Agentic Architecture Recovery¶

Status: in development. Tracked as Milestone L on the public roadmap.

Squeaky Clean today generates Clean-Architecture projects from a ProblemSpec. Agentic Architecture Recovery is the inverse path: ingest an existing brownfield project and rebuild it from scratch through the same generation pipeline, with a human-reviewable Squib in the middle.

What it does¶

Point the framework at an existing project. The pipeline runs in six stages.
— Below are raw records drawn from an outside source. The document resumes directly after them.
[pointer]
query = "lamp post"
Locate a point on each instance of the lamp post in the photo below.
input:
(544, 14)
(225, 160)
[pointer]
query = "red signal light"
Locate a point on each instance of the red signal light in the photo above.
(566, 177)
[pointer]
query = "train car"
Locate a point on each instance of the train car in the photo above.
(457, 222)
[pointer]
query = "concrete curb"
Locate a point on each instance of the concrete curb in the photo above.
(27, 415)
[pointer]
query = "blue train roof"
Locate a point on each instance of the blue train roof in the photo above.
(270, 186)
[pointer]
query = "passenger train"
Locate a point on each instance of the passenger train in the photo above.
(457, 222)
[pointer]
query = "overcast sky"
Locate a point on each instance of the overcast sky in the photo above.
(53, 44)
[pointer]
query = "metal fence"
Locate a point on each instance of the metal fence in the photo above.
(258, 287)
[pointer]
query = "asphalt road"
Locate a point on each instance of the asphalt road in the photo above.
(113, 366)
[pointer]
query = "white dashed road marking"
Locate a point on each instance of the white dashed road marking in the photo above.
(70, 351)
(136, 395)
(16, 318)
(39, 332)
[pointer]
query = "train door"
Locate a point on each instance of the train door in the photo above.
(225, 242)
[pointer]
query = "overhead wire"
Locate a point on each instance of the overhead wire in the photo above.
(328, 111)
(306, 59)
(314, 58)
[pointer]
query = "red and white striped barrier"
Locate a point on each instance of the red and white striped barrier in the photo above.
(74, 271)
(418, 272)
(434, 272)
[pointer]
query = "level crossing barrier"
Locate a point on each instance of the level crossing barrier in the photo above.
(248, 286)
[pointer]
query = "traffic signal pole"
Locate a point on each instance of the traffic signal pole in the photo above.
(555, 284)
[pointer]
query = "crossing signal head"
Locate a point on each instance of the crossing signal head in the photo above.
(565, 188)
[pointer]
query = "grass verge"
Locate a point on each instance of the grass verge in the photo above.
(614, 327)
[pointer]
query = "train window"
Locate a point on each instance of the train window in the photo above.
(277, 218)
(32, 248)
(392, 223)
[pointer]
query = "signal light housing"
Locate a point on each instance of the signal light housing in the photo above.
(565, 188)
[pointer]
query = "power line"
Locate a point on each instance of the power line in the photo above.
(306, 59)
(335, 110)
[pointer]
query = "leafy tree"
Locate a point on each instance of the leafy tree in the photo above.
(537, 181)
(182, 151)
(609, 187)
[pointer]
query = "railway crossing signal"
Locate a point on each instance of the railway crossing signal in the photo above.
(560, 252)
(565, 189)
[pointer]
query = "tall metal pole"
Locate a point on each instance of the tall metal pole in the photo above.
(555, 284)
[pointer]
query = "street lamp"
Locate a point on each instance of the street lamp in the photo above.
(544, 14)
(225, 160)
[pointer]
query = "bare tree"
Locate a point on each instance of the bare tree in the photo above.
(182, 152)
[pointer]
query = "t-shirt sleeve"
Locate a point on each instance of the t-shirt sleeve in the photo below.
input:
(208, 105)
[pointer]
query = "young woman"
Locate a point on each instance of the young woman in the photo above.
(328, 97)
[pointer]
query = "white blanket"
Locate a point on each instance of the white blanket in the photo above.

Ingest the codebase. A deterministic AST extractor walks every source file and produces a class catalog (FQNs, base classes, method signatures, fields, imports, decorators) plus a per-class import graph. No LLM in this stage; the front-half is reproducible across runs.
Assign each class to a Clean-Architecture layer. The framework reuses its existing infer_category() verb-set classifier. Classes whose method verbs hit an infrastructure category route to INFRASTRUCTURE. Classes whose imports stay sibling-domain route to DOMAIN. Classes that orchestrate domain + infrastructure route to APPLICATION. Classes carrying framework decorators (@app.route, @RestController) route to INTERFACE.
Classify each class against the 34-pattern catalog. Deterministic fingerprints score each candidate pattern. An LLM is consulted only on two-or-more-way ties, and only with the candidate set plus the class skeleton as context. Bounded, cacheable, recordable.
Decompose the catalog into modules. Strongly-connected components of the Domain-layer subgraph become module candidates. Application, Infrastructure, and Interface classes attach to the modules whose dependencies they target. The result is serialized as a Squib validated against the same grammar the architect produces in the greenfield path.
Stop at a human review gate. You read the emitted Squib, edit it, and sign off before any regeneration runs. If your edits no longer parse, the pipeline reports the parse error with line context and waits for a corrected version.
Re-enter the standard generation pipeline. The framework synthesizes a thin ProblemSpec (with acceptance criteria auto-derived from the legacy tests/ directory) and injects your signed-off Squib through a new --squib-file CLI flag. The flag short-circuits the architect step so the architecture you reviewed is the architecture that gets regenerated.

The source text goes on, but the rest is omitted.